For our Illinois families, please note that Chicago public schools’ closure was extended to April 20th, and the state-wide school closures have been extended to April 8th. In addition, the spring NWEA-MAP test for high school admissions has been cancelled.

Going Forward

For your convenience, we have compiled our daily updates on this website for you to review and share with others. We will continue to update you as we learn more. 

Be well,
Matthew Pietrafetta, Ph.D., Founder & CEO

Rigor & Relevance: Critical Reading during COVID-19

Dear Academic Approach Families:

In today’s message, I highlight the importance of critical reading, rigor, and relevance while our students learn at home.

With the first week of e-learning drawing near an end, we can see that it’s challenging to replicate the rigor of consistent classroom learning at home.
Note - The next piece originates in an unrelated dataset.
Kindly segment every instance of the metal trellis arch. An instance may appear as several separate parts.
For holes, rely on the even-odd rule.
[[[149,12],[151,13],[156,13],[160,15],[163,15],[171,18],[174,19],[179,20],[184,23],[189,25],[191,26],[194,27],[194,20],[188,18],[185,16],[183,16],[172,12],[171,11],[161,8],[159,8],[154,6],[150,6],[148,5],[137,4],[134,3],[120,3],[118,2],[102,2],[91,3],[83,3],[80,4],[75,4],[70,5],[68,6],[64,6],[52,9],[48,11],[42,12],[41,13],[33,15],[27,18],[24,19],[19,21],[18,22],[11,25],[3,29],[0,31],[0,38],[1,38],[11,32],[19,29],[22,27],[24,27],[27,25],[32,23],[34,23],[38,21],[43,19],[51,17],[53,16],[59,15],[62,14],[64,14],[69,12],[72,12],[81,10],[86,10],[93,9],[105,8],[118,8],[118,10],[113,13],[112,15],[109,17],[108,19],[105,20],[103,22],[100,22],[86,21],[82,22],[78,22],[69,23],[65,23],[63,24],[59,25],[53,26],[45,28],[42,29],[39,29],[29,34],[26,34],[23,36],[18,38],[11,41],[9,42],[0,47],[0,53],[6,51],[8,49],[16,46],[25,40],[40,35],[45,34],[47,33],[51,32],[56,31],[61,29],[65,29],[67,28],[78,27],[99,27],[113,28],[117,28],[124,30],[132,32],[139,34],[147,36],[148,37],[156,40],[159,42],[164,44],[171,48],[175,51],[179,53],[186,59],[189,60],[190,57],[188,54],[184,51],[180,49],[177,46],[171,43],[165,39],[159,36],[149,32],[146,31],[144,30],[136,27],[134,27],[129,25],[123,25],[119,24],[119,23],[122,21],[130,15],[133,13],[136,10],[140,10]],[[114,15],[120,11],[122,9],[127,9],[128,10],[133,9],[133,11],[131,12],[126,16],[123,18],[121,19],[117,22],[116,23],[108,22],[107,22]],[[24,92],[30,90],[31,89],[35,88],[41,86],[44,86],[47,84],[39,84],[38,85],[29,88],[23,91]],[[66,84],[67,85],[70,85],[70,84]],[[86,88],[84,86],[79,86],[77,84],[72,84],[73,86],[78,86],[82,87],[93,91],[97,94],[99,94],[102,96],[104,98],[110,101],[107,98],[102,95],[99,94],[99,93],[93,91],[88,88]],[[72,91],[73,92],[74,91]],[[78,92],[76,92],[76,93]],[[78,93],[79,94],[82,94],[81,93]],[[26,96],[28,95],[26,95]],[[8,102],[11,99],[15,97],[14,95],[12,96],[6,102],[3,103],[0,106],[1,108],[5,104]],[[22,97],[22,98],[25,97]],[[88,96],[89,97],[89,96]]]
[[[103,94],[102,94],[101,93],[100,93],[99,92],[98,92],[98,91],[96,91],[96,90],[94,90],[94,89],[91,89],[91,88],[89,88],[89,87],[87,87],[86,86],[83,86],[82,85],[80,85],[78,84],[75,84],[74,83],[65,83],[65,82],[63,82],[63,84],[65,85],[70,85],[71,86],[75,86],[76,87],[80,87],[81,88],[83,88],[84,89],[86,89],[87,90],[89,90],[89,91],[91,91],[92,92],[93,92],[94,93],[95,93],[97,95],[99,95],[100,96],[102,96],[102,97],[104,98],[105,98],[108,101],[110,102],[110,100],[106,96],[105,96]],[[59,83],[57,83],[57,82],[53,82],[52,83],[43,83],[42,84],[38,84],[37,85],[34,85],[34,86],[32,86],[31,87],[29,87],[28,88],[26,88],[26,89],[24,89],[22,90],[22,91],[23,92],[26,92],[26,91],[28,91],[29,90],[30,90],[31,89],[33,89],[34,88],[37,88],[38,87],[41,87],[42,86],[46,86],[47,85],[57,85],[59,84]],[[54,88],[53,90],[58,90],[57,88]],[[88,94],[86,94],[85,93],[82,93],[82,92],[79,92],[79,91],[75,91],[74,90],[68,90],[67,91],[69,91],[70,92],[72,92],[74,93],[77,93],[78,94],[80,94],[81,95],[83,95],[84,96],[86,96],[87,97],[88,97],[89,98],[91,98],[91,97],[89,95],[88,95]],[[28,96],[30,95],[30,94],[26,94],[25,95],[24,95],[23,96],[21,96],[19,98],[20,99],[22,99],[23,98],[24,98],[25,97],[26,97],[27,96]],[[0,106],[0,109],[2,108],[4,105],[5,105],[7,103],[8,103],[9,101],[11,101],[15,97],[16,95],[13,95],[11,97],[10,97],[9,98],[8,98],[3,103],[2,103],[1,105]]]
As educators and parents, we are being asked to find more opportunities for learning and engagement to keep students consistently growing.

I remember 20 years ago as a graduate student teaching in the core curriculum at Columbia in NYC trying to find ways to engage my freshmen writers. 19 persuasive essays, 1 semester—I had to make it relevant to get their buy-in. I focused on debates, controversies, often with direct relevance to our campus. If the text spoke to my students, I received strong engagement and persuasive argument from them in response.

Critical Reading during COVID-19
NYTimes Learning Article of the Day provides a great resource for nonfiction texts to read and study with students. If you select today’s lesson, “We Live in Zoom Now,” it provides a relevant article and very practical prompts for discussion and writing: How do you celebrate with friends in a world of social distancing? What are ways to teach our grandparents to use technology to engage? What is the most challenging thing about living online?

Making text-to-self connections has always been the most immediate way to get student buy-in and engagement. Science, technology, politics—no longer can be dismissed with that common student refrain: “What does that have to do with my life?”

That means this time is a teachable moment: a time to encourage students read rigorous and challenging nonfiction texts, and reflect on them seriously. The critical reading and thinking skills they’ll build will keep students on-track for their return to school and on the path to college readiness.